The year-end figure for 2003 is slightly lower than the previously forecast target of 4.5% but does not include the "tens of millions" of jobless farmers who go to the cities and compete for jobs with urban residents, the Xinhua news agency reported.

Next year's forecast increase is part of the inexorable climb in China's jobless rate in the past three years, as the government has become more willing to admit to an unemployment problem.

China's urban jobless rate was 4% in 2002, according to official statistics.

To stem the tide of the growing numbers of jobless, the government hopes to create nine million new job opportunities and help five million laid-off workers find work in 2004, Xinhua said, citing Minister of Labor and Social Security Zhang Silin.

The ministry's statistics showed more than eight million new job seekers have found jobs so far this year, while over four million laid-off workers have been re-employed.

The number of people laid off from state-owned companies stood at 2.7 million as of the end of November, of which 1.94 million have registered with re-employment service centers.

There were 4.19 million people receiving unemployment insurance as of the end of November.

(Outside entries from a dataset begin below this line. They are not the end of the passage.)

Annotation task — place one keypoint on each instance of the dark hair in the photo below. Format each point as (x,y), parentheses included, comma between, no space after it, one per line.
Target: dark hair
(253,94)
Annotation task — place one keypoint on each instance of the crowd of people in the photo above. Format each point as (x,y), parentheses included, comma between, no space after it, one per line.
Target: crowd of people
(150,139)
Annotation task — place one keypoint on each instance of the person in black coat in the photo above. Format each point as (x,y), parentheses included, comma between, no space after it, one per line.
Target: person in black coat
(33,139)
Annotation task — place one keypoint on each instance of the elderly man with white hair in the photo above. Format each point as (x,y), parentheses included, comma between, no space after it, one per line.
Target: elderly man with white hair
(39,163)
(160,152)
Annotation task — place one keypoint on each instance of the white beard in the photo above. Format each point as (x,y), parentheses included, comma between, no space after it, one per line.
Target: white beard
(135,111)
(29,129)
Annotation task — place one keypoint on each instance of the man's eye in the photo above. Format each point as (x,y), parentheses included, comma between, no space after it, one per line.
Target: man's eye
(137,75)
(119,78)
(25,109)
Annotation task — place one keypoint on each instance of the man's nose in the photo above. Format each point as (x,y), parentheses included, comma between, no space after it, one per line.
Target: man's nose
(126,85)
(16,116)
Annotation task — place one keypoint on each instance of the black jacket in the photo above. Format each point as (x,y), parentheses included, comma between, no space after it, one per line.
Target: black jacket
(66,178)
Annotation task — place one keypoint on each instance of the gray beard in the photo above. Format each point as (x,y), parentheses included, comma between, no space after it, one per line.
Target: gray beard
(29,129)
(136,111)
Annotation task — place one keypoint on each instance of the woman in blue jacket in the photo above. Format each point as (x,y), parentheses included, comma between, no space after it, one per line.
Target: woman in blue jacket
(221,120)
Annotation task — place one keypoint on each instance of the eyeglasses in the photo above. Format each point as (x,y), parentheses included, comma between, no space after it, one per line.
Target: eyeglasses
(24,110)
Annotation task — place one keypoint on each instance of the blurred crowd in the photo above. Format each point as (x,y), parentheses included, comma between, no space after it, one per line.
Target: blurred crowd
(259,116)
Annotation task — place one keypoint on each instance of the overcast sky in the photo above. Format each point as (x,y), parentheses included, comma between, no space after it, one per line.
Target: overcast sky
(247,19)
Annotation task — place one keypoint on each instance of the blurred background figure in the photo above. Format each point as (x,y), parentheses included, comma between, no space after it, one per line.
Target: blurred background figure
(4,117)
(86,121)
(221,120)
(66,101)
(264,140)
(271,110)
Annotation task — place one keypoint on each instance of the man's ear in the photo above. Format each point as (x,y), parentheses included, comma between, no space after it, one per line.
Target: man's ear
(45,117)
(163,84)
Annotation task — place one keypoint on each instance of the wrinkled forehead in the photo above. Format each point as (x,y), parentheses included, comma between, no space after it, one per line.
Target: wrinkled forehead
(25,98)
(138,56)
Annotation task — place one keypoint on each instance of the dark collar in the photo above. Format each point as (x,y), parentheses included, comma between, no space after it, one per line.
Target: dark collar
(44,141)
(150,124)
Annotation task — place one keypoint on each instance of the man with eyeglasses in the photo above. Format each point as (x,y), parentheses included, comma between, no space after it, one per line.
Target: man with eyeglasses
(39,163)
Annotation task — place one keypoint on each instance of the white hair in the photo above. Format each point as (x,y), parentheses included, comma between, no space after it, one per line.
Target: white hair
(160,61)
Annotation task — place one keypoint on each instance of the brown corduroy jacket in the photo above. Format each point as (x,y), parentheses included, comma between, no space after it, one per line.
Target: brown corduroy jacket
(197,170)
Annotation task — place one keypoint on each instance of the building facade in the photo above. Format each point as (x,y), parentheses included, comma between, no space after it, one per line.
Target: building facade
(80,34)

No comparative figure was given.

Xinhua reported in August that China was making little headway in solving its huge unemployment problem as the economy is not growing fast enough to absorb the army of job seekers.

If the Chinese economy grows by 7.0% this year, as targeted by the government, it is possible to create 10 million new jobs, hardly enough for the 24 million people idle job-seekers, it said.

The figure includes 10 million young people who have just entered the labor force, six million laid off from state-owned enterprises, and eight million unemployed who are registered with government labor agencies.

China's gross domestic product rose 8.5% year-on-year to 7.91 trillion yuan for the first nine months of the year, and was up 9.1% in the third quarter.